Thirty-one patients met the study inclusion criteria. Their median age was 12 years, and 18 (58%) were male. Proton-beam radiation therapy was used in 20 patients (64.5%) and photon-based radiation therapy was used in 11 patients (35.5%). Patients were most commonly referred for workup as a result of incidental findings on surveillance tumor imaging (n = 23; 74.2%). Proton-beam patients had a shorter median time from radiotherapy to catheter angiography (24.1 months [IQR 16.8–35.4 months]) than patients who underwent photon-based radiation therapy (48.2 months [IQR 26.6–61.1 months]; p = 0.04). Eighteen hemispheres were revascularized in 15 patients. One surgical patient suffered a contralateral hemispheric infarct 2 weeks after revascularization; no child treated medically (aspirin) has had a stroke to date.

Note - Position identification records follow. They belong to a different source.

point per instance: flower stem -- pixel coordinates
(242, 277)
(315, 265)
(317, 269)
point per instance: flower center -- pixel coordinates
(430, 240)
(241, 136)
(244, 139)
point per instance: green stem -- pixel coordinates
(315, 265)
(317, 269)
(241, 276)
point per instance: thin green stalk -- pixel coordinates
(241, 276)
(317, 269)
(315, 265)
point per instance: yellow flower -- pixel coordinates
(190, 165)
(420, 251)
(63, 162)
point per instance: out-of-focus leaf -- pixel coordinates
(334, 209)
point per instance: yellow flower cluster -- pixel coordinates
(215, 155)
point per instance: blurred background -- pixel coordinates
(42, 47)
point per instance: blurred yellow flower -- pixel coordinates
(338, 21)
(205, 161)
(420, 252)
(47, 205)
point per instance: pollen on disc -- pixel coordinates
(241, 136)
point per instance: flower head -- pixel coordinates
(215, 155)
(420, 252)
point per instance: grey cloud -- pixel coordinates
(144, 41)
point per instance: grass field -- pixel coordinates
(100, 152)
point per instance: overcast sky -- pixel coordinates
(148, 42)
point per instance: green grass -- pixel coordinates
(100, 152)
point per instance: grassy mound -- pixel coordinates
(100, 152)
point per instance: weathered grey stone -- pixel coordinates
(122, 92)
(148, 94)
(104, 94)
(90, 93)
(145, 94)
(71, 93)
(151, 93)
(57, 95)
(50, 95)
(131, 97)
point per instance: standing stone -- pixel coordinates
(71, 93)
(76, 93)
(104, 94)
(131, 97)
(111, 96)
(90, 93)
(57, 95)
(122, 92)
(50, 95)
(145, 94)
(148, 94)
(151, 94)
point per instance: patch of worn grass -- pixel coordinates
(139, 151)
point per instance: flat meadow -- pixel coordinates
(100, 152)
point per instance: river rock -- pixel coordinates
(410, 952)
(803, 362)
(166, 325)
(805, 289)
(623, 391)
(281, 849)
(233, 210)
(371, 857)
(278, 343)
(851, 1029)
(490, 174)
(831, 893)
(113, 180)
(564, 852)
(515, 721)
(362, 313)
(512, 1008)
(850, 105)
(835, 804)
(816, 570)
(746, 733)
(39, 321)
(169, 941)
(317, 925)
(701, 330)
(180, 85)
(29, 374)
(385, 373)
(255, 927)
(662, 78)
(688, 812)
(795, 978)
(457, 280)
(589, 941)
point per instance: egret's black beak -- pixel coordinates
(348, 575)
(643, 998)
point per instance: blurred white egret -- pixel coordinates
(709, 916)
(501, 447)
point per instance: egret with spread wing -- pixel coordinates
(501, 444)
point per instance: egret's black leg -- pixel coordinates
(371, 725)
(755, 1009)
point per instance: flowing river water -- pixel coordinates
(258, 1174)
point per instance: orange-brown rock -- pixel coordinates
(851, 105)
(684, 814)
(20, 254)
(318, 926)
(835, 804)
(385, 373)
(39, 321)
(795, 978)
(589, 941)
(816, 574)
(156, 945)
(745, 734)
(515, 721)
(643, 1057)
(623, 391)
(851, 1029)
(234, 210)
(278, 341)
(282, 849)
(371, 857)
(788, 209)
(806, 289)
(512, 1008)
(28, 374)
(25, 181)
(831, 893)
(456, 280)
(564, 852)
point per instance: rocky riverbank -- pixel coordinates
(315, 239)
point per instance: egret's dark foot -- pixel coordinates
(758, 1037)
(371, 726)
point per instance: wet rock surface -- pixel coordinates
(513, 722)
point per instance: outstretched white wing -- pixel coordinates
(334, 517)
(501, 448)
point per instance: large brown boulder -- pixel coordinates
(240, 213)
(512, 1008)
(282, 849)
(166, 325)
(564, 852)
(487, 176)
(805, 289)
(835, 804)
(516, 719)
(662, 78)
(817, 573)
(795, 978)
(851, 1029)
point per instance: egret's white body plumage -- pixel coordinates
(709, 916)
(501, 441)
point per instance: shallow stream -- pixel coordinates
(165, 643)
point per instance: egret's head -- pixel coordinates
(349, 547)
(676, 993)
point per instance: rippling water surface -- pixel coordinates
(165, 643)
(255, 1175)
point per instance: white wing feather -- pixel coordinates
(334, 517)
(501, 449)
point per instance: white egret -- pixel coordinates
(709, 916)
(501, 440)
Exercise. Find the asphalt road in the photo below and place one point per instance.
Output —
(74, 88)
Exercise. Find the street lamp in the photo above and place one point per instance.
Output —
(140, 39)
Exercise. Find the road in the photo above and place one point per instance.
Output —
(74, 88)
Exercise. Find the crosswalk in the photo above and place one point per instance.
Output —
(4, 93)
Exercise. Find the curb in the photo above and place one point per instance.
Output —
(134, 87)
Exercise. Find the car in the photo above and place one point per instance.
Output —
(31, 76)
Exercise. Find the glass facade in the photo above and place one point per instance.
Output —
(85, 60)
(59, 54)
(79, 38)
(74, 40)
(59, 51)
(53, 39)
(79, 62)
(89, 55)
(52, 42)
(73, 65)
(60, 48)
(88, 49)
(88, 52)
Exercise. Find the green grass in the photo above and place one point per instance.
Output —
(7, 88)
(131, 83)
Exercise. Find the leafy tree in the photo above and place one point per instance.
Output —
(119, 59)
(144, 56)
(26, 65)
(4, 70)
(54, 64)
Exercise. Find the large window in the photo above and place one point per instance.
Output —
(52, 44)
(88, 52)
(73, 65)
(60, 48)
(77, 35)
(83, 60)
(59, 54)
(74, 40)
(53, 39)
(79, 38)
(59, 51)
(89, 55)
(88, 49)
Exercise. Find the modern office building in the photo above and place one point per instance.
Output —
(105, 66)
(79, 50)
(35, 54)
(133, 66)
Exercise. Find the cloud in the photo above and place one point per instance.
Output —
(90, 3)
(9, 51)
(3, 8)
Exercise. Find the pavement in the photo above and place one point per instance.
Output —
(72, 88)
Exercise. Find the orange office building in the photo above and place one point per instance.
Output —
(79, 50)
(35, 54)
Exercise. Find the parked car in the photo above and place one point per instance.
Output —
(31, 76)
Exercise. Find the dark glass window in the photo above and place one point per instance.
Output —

The median follow-up duration was 29.2 months (IQR 21.8–54.0 months) from the date of the first catheter angiogram to last clinic visit.

CONCLUSIONS

All children who receive cranial radiation therapy from any source, particularly if the parasellar region was involved and the child was young at the time of treatment, require close surveillance for the development of vasculopathy. A structured and detailed evaluation is necessary to determine optimal treatment.